その頃の私は、摂食障害という心の病を患っておりました。何年も精神科にかかり、何度も入退院を繰り返しても良くならず、悪化する一方でした。なぜなら、病院での治療やカウンセリングやお薬で症状を落ち着かせようとしたところで、私の根っこの部分は何一つ変わっていなかったからです。症状を落ち着かせることばかりに注目し、根っこの部分、つまり私の「たましい」が深く傷ついていたこと事を、その頃はまだ知らなかったのです。
        
    
『ひとりぼっちということ』の6ページにこうあります。
『たとえそのひとりぼっちの苦しみに心の蓋をすることができたとしても、やっぱりたましいは傷ついたまま、いのちの根っこでは何も問題は解決していませんし、寂しさが満たされるわけでもないですから、蓋をしきれないものがあふれ出してきたりするわけです。そしてそれは現実の生活の中で、目に見える様々な姿として現れてくるんですね』
   
 
私は欠陥人間なんかじゃない!精神が壊れてたんじゃない!気が狂ってたんじゃない!私はただ、寂しかったんんだ!と、気づいてあげられることができ、私のたましいは救われていきました。
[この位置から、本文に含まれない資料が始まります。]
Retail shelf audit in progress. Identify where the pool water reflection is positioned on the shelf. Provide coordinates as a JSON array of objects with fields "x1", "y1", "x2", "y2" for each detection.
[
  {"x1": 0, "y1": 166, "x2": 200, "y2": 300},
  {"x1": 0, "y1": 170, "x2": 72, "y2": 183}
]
そして、ついに私は、この御本を書かれた津田昇平先生がお守りくださるお教会の近くに引っ越し、本気で信心をさせていただくようになりました。
   
   
毎日、「ひとりぼっち」と感じる自分と向き合わせていただきました。「私はいつも神様のご愛情に包まれているんだ」ということを忘れないようにするために、お取次を頂くことを生活の中心におかせていただきました。
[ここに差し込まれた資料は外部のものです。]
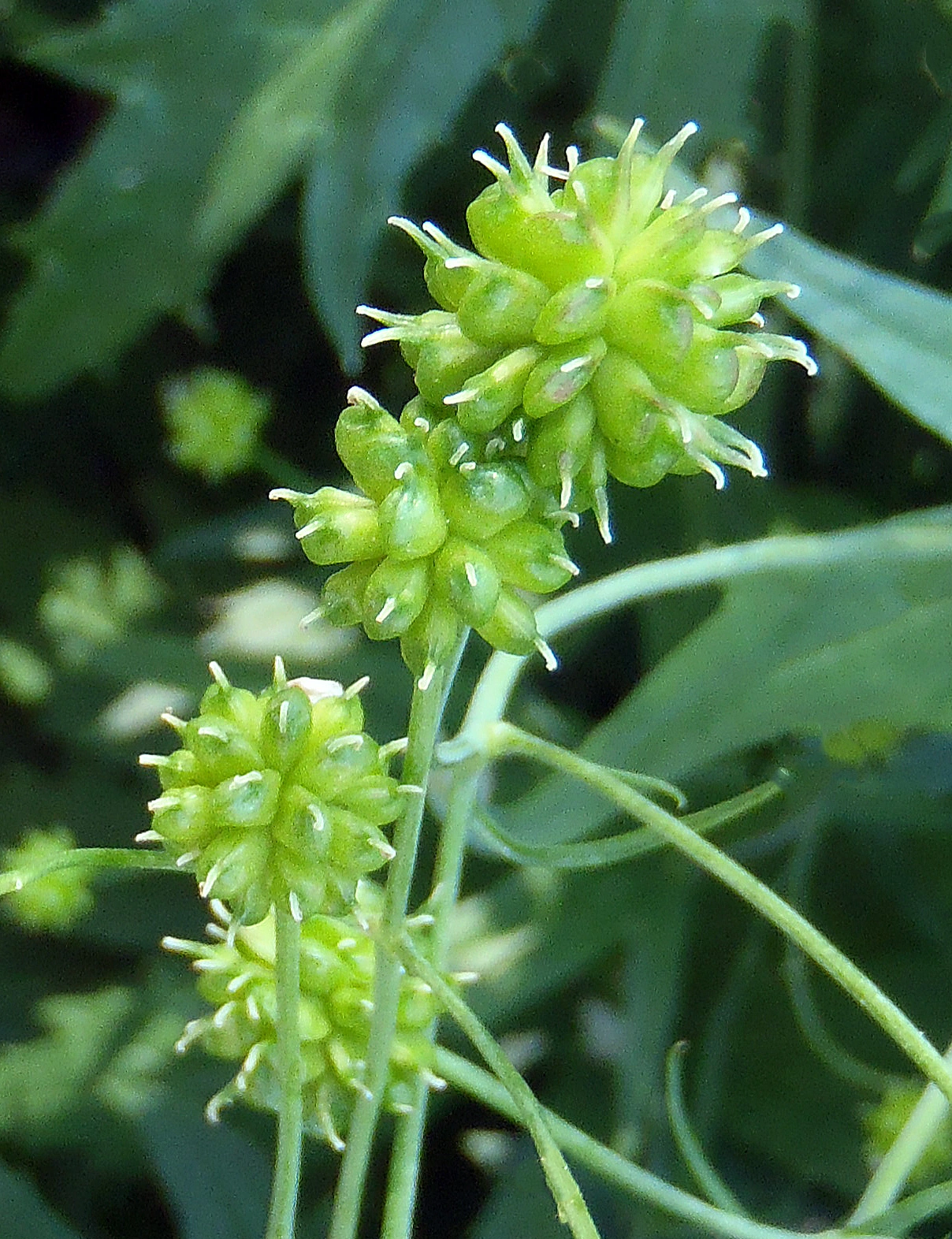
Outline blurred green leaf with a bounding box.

それでも私は、すぐに忘れてしまい、心がしんどくなっていきました。だから私は、日に何度もお参りをさせていただき、時間の許す限りお広前に浸からせていただき、お取次をいただきました。そして「ああそうか。神様は自分のことを大事に思ってくれてるんだ!」ということを感じていきました。
        
それでも時間がたつとまたあれこれ考えてしまい、また忘れてしまい、心がしんどくなっていきました。だからまたお参りをして、何度も何度も何度もわからせていただきました。
      
そうやって、1年、5年、10年かけて、ちょっとずつ、ちょっとずつ、「神様が自分のことを可愛がってくださっている」ということを悟らせていただいて、16年の月日が流れました。今では、私の中に、神様の温かな灯りが確かにともり、もう二度と消えることも、薄れることも無いのでございます。
  
  

   
  
教師となった今、私はここ平戸教会のお広前を守らせていただくようになり、心に深い傷を抱えた方がひとり、またひとりと、お参りをされるようになりました。私は、初めてお参りされた方にこの御本『ひとりぼっちということー心の病からの助かり』をお手渡しさせていただいております。氏子の参拝が続いていくことを祈りながら、祈りながら。
御本を読まれた氏子は口を揃えてこう言います。「私のことが書いてありました」と。
       
御本の27ページにこうございます。
『ただ、はっきりと言えることは、この「ひとりぼっち」という感覚が、たましいを傷つけ、その結果として人の言動を含めたいのちの活動を不安定にさせて、逆に「わたしはひとりぼっちではないのだ」という安心感が、たましいを癒し、その結果としていのちが整っていくことになるのだということです』
     
この、私が抱えていた「ひとりぼっち」に、信心の師匠である津田昇平先生と神様は、数千時間、数万時間とお取次の中で向き合ってくださいました。これは、私にとって幸せ以外の何物でもございません。この感動を、この幸せを、次は私の氏子にお取り次ぎをさせていただくべく、ここからも、氏子のたましいの救済に命をかけさせていただきたい、なんとか、苦しんでいる氏子のためにお育ていただきたい、と願っております。
  
神様、金光大神様、ありがとうございました。